I've been doing some research on building a self-decrypting/encrypting injected class.
I've been wondering if it would be possible to self-encrypt/decrypt the binaries injected before and after calls into the injected code. At first I thought the process would be cumbersome and slow, but my tests are showing otherwise. Even on a slow, single-core machine, a simple rotating XOR encryption (hardly "encryption," but I'm assuming Blizzard isn't going to subject my machine to forensics analysis) can encrypt/decrypt roughly a billion bytes per second. That's fast enough to be done on every single call -- every single frame, too -- without a noticeable client slowdown, unless your injected code gets huge.
If you put a simple call-gate into a non-standard section (obviously the encryptor/decryptor needs to be unencrypted; self-decrypting functions are a bitch) and gated everything through that call gate, and had the call gate do the encrypt/decrypt upon enter/exit of the injected DLL, you'd have basically an undetectable binary. It would be obvious that SOMETHING was there, but not what it was.
The weaknesses of the approach are:
1) Some slowdown in the binary due to hashing large blocks of memory on a regular basis. This can be mitigated by reducing the size to be hashed (for instance, we can use the file alignment instead of memory alignment on the sections, and trim up to 0xE00 bytes per section). Also, the xor operation is insanely fast, so I don't think this will really be a problem.
2) The encryptor/decryptor is hashable. However, I anticipate implementing this in two parts, both using raw ASM (which implies limited portability; I know Cypher will complain about that). In the end, the ASM shouldn't look much different from a million similar blocks of ASM, so it will be extremely hard to hash without inducing false positives. Also, since the encryption/decryption will essentially make the entire REST of the binary unhashable, ultimately this will significantly decrease the hashable footprint of the app. You might even be able to skip hiding the module VA since (unless you do something really stupid like name it WoWHack.dll) it will just look like a DLL with garbage in it.
3) It will take some care and work to make this thread-safe. There are two primary ways to do this. One is to use a spinlock to essentially make the injected DLL single-threaded (additional threads would just spin until the first call exits). This is relatively simple to implement, but it does have some limitations -- if your detoured thread took a long time to execute, a second thread could wait for a long time. If the threads were dependant upon each other in some way (or worse, if you had a re-entrant thread), you could deadlock. The other alternative is to implement a "use count" mechanism, again guarded by a spinlock.

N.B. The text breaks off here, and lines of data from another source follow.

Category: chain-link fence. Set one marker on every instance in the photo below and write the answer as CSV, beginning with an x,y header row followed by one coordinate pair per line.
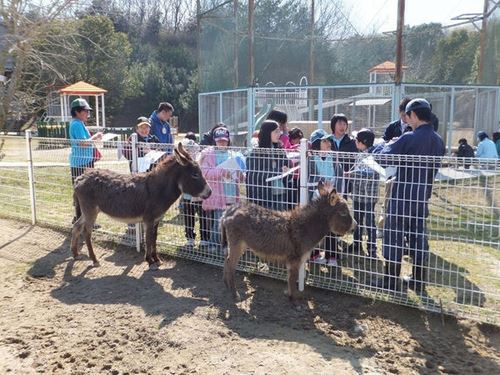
x,y
431,242
462,110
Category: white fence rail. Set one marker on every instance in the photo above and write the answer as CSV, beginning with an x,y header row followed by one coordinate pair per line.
x,y
461,260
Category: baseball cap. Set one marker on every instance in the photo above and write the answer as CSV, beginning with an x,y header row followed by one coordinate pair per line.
x,y
319,134
482,135
80,103
418,103
143,123
221,133
366,137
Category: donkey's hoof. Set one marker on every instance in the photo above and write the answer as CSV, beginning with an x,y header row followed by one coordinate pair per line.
x,y
153,267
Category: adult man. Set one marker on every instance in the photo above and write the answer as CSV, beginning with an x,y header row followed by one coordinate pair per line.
x,y
407,208
486,149
160,126
398,127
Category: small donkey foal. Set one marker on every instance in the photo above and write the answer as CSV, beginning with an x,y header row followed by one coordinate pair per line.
x,y
142,197
287,237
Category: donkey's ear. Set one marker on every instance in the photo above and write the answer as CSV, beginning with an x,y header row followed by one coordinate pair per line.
x,y
183,151
333,198
179,155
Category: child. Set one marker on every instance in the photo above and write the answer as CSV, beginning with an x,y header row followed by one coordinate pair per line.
x,y
191,206
224,182
282,119
322,166
143,131
294,137
365,190
465,151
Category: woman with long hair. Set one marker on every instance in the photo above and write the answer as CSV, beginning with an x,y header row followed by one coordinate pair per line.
x,y
265,164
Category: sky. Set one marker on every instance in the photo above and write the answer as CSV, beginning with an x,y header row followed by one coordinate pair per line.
x,y
381,15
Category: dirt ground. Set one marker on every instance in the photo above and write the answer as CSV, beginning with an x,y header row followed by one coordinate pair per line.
x,y
65,317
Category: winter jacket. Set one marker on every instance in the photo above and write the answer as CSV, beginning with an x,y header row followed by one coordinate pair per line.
x,y
263,163
214,176
365,181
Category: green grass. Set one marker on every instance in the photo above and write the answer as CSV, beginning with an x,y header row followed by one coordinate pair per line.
x,y
463,226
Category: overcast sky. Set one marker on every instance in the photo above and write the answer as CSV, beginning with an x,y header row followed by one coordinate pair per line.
x,y
381,15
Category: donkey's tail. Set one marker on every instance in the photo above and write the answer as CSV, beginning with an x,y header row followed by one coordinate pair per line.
x,y
223,235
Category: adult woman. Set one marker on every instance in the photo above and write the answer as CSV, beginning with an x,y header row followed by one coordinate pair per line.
x,y
82,148
265,165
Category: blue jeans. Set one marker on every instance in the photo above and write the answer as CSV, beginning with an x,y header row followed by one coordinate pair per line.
x,y
365,216
215,227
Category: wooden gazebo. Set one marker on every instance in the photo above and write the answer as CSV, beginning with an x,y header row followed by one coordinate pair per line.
x,y
83,89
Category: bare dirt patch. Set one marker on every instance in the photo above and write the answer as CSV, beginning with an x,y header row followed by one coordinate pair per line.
x,y
60,316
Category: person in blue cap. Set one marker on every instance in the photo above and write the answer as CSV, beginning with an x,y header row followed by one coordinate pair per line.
x,y
486,149
407,207
160,127
81,156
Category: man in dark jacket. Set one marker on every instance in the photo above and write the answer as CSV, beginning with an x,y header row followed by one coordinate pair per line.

Essentially each thread would increment the usecount on entry, and decrement it on exit. When the usecount incremented to 1, the thread that triggered that would know it needed to decrypt the rest of the PE. Similarly, when the usecount decremented to 0, the thread that triggered that would re-encrypt the PE. This is a little more performant (no long waits just for a second thread), and it's also safe against reentrancy (a reentrant thread would just increment, and decrement, the usecount).
3a) The thread safe mechanisms above could be hashable if not implemented carefully. However, I'm guessing that there are at least a few lock cmpexchg's in WoW already
4) Although I say this makes the module "unhashable," it's not 100%. There's always the possibility that a second thread could run Warden or something while the first thread is in a hooked routine (and thus the code is plain and hashable). However, this is a very, very small chance, and I don't even know if Warden is capable of running on other threads.
So, this is a fair amount of work to make happen. Here's what needs to happen:
1) Injector code (simple, and done)
2) After injection, the injector process needs to:
2a) Open the remote module and read the section table.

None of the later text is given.